The project has made possible development of thromboinflammation in biomaterials treatment in three specific projects. We have generated new data which have been published, or are to be published in scientific journals. This has a direct impact for the scientific community, especially for the understanding of biomaterial-induced thrombin-formation and the subsequent inflammatory response. All project have also led to new hypothesizes and they are now formulated in new grant proposals. Another outcome is the development of new experimental models. We have had several models to study thromboinflammation in human whole blood but all have been further developed. All participants have increased their scientific and methodological knowledge, which also had an impact on other projects. All parts of the project have involved national and international collaborators. Most collaborations have been intensified, some new have been initiated.

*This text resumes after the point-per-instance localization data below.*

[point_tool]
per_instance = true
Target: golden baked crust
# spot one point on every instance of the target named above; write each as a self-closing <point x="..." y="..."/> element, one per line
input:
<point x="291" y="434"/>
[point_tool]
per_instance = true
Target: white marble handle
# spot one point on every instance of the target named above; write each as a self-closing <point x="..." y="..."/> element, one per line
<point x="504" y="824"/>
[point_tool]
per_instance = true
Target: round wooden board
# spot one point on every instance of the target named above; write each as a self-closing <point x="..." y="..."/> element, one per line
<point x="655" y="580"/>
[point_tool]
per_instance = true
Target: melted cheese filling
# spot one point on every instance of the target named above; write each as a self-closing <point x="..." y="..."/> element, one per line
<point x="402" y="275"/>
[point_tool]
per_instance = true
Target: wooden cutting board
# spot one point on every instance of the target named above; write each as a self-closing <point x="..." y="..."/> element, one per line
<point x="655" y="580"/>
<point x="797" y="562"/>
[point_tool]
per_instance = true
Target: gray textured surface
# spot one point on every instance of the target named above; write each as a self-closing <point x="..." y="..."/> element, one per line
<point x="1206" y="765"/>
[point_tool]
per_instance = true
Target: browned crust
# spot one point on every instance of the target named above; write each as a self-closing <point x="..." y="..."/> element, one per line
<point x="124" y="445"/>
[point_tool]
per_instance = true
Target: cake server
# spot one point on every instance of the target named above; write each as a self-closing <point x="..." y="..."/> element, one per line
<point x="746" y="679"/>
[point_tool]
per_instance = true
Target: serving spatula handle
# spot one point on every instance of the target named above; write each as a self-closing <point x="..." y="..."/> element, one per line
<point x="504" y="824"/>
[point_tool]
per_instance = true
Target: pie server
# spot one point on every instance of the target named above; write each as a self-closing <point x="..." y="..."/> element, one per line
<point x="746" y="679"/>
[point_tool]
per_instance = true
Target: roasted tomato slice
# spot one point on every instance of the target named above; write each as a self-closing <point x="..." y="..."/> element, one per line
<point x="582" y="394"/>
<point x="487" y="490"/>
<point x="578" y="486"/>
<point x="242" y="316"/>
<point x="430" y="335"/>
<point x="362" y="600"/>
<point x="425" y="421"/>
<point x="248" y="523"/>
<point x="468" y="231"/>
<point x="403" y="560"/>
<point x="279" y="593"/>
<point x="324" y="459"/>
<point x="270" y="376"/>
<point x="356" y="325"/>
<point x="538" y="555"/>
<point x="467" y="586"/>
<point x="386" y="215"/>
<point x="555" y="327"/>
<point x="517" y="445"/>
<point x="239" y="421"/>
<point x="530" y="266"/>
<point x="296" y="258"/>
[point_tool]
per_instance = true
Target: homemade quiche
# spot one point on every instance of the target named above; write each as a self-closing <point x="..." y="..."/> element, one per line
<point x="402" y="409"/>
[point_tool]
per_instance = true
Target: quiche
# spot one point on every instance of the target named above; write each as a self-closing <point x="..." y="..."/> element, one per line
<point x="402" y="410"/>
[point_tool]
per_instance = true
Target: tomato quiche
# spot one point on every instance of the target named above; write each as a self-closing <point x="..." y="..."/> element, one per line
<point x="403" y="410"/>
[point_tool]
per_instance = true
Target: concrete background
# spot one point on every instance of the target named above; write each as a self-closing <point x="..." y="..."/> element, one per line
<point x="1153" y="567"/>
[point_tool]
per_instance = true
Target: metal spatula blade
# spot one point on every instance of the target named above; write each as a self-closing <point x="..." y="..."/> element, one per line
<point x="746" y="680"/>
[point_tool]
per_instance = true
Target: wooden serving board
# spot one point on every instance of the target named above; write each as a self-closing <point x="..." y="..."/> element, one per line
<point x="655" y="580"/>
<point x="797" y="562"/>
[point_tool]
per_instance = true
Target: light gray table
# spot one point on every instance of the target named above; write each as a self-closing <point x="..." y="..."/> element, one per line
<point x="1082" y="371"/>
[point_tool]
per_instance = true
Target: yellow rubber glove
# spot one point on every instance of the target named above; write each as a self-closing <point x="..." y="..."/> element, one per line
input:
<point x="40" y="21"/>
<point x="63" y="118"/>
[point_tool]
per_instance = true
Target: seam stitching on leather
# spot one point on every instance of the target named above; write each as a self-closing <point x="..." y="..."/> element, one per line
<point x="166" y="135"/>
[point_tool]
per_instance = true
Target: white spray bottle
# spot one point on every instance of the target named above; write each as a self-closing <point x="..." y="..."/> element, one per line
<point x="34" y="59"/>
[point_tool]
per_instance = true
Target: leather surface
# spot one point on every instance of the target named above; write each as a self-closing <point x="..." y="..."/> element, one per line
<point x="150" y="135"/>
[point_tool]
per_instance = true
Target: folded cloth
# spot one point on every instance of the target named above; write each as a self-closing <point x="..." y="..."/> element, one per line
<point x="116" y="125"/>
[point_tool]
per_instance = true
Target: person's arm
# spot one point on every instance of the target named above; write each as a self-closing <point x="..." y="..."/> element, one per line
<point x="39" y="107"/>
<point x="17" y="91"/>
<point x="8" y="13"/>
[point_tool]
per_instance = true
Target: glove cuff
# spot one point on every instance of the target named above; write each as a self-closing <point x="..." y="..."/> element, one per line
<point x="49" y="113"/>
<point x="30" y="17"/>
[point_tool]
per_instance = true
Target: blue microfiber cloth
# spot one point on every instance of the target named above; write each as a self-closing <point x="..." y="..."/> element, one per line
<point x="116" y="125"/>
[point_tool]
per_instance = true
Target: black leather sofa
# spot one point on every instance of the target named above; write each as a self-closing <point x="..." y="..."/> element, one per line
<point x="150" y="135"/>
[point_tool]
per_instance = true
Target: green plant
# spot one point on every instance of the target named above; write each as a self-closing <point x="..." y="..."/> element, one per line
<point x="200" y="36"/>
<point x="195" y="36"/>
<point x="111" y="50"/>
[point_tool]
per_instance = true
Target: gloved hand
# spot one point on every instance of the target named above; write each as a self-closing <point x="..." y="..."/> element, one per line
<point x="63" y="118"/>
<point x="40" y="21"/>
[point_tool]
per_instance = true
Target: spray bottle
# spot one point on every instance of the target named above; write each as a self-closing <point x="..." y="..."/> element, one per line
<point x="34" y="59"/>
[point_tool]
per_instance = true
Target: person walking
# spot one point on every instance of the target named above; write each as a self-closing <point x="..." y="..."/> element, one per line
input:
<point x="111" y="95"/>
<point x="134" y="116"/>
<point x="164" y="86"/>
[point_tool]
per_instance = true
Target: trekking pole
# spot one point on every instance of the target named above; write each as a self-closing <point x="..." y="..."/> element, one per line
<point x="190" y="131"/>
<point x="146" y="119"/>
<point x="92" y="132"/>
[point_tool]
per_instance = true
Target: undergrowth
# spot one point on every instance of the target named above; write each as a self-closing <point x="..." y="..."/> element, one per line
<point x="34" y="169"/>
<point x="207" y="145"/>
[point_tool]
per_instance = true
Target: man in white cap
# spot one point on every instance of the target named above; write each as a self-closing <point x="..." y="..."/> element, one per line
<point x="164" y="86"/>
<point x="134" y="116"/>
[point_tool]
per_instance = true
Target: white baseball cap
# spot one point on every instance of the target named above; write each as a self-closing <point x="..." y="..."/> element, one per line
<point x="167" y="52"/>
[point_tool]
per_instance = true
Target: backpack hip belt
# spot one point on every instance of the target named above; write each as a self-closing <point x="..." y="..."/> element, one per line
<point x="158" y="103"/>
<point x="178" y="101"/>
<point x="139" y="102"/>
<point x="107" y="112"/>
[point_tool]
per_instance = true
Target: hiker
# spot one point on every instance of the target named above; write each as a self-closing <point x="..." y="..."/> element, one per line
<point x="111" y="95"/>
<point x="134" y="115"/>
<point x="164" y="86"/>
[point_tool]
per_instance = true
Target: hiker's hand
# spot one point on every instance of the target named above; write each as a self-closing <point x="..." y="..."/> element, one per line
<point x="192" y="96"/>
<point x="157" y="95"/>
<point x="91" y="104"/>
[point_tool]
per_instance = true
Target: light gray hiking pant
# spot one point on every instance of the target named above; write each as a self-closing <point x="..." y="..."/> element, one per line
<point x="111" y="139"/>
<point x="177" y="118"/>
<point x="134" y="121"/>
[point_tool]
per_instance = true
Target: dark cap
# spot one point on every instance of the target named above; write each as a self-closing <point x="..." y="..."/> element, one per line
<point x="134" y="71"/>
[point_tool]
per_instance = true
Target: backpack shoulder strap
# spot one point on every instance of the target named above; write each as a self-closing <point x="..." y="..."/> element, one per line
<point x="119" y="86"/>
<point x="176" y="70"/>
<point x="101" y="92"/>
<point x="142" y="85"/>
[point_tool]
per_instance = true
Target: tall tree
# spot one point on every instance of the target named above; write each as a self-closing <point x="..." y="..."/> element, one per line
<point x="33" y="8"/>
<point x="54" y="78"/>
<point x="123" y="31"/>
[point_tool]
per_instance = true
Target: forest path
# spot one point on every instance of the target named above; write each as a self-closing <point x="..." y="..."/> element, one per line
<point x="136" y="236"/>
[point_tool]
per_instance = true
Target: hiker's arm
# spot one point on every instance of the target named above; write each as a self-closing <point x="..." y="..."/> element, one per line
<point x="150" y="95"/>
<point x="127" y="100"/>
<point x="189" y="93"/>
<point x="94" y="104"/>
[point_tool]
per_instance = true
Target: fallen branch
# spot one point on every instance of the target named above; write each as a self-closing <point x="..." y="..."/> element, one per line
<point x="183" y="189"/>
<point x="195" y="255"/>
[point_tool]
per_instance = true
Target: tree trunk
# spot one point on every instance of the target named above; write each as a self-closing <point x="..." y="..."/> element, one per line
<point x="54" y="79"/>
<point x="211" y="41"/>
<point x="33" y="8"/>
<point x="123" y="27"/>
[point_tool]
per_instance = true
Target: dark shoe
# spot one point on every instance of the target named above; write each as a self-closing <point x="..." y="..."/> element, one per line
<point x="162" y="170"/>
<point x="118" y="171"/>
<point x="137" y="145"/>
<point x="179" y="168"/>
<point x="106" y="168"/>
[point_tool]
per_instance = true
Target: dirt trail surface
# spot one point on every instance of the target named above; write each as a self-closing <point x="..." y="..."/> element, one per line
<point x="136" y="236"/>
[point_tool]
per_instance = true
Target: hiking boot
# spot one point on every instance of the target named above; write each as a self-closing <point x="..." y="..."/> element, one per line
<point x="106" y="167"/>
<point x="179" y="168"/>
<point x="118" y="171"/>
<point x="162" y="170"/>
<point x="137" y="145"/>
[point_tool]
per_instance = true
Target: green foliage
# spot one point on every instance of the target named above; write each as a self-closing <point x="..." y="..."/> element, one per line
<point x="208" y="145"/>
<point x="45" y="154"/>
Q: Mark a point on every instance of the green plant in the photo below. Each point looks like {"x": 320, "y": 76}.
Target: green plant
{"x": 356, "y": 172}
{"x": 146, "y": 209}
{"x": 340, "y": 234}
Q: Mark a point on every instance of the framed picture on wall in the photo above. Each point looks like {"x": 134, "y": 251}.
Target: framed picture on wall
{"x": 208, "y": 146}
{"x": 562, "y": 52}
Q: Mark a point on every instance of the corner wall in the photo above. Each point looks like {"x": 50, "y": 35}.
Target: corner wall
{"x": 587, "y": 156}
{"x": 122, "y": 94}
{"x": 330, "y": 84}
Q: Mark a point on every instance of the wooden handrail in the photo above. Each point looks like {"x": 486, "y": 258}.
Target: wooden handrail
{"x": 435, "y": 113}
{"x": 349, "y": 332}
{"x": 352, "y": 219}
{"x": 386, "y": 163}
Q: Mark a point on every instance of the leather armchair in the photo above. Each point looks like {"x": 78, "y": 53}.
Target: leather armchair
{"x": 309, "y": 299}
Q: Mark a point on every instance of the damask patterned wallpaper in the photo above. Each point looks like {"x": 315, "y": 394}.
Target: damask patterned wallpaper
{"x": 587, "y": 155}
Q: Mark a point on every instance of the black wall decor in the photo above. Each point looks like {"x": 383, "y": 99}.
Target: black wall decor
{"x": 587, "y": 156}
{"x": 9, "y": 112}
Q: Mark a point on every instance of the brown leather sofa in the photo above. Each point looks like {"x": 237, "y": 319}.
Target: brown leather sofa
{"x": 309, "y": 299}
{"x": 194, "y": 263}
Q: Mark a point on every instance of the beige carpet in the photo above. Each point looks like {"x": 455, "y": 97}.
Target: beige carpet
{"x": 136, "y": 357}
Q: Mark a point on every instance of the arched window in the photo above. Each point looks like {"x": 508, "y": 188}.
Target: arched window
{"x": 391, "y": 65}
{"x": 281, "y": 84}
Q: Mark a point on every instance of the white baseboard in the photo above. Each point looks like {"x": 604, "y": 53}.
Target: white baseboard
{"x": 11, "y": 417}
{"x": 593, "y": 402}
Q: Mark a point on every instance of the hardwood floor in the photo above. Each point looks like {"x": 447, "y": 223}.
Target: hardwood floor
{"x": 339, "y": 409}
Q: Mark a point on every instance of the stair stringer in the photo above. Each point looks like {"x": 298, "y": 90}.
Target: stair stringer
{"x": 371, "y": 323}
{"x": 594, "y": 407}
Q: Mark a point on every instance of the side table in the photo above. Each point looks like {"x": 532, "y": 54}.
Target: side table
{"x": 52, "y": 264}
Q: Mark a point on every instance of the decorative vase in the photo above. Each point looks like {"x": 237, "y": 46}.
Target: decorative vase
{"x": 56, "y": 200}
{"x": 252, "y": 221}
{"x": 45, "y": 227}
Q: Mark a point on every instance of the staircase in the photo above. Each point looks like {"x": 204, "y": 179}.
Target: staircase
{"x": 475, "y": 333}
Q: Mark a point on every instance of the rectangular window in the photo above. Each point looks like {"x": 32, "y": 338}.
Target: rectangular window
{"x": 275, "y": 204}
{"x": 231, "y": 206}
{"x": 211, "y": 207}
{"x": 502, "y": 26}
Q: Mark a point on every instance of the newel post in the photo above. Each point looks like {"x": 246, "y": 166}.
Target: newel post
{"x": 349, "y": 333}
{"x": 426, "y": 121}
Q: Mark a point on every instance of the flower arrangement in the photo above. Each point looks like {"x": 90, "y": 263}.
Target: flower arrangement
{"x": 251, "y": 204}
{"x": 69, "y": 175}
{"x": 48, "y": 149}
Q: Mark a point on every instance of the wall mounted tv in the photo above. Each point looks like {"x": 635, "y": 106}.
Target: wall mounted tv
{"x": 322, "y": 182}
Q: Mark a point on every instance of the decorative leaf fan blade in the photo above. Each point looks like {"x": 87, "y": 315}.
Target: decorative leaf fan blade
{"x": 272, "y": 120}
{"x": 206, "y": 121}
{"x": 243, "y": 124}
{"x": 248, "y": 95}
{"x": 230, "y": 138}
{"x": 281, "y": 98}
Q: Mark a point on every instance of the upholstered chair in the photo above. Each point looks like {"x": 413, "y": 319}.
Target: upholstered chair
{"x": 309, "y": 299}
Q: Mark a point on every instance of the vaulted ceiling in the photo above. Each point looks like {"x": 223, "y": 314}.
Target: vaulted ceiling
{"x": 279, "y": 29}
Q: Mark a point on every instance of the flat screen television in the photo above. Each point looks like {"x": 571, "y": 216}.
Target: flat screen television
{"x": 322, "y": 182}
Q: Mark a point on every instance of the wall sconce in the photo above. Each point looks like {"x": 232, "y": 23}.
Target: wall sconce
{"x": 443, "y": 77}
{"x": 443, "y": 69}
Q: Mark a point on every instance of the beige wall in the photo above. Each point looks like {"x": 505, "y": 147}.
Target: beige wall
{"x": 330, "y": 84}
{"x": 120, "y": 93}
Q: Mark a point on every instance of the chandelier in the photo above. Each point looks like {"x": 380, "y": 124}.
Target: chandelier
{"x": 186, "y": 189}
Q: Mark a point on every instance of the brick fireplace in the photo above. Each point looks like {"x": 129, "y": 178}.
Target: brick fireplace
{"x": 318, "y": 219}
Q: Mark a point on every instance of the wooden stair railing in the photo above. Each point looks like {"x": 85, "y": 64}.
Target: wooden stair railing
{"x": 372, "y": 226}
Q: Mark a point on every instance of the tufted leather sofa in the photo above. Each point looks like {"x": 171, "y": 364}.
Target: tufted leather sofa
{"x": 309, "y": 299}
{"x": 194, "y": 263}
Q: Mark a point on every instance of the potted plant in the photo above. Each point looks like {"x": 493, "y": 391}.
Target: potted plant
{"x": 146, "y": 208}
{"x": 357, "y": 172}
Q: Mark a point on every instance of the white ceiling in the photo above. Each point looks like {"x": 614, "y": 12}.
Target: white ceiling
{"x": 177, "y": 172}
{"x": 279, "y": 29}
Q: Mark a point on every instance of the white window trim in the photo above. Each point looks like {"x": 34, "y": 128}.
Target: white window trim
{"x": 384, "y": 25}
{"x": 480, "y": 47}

Implantation of a medical device, i.e. a biomaterial, into human tissue is inevitably associated with adverse reaction against the non-self biomaterial. Whether the device will be accepted by the host is determined by the biocompatibility, defined as the ability of the material to perform with an appropriate host response in a specific application. Central components in the acute reaction, and of focus in this project proposal, are the acute inflammatory and thrombotic processes which follow immediately after biomaterial implantation. These reaction are highly interconnected and referred to as "thromboinflammation". Thromboinflammation is also present in non-implantable biomaterials applications, e.g. in extracorporeal circulation and in nanoparticle drug delivery systems. A main challenge of experimental medicine is to employ an experimental system which resembles the complexity of the human in vivo pathophysiological mechanisms. By employing a novel model of human whole blood in combination with endothelial cells, a comprehensive panel of read-outs and therapeutic inhibitors, we have developed a system to investigate thromboinflammation in response to biomaterials exposure with high translational value. Our goal is to dissect mechanisms of thromboinflammation in the context of human whole blood to biomaterial response. This will aid in solving critical issues in biomaterials treatment, such as morbidity and mortality related to systemic inflammation in hemodialysis patients and thrombosis in patients on mechanical heart support. This work will increase our understanding on basic concepts of inflammation and thrombosis and generate new scientific knowledge with large impact for the scientific community. It will gain the individual patient by dissecting issues directly related to complications in biomaterial applications in the clinic. Further on, gain the society and biomaterials industry by promoting development of safer and better biomaterials.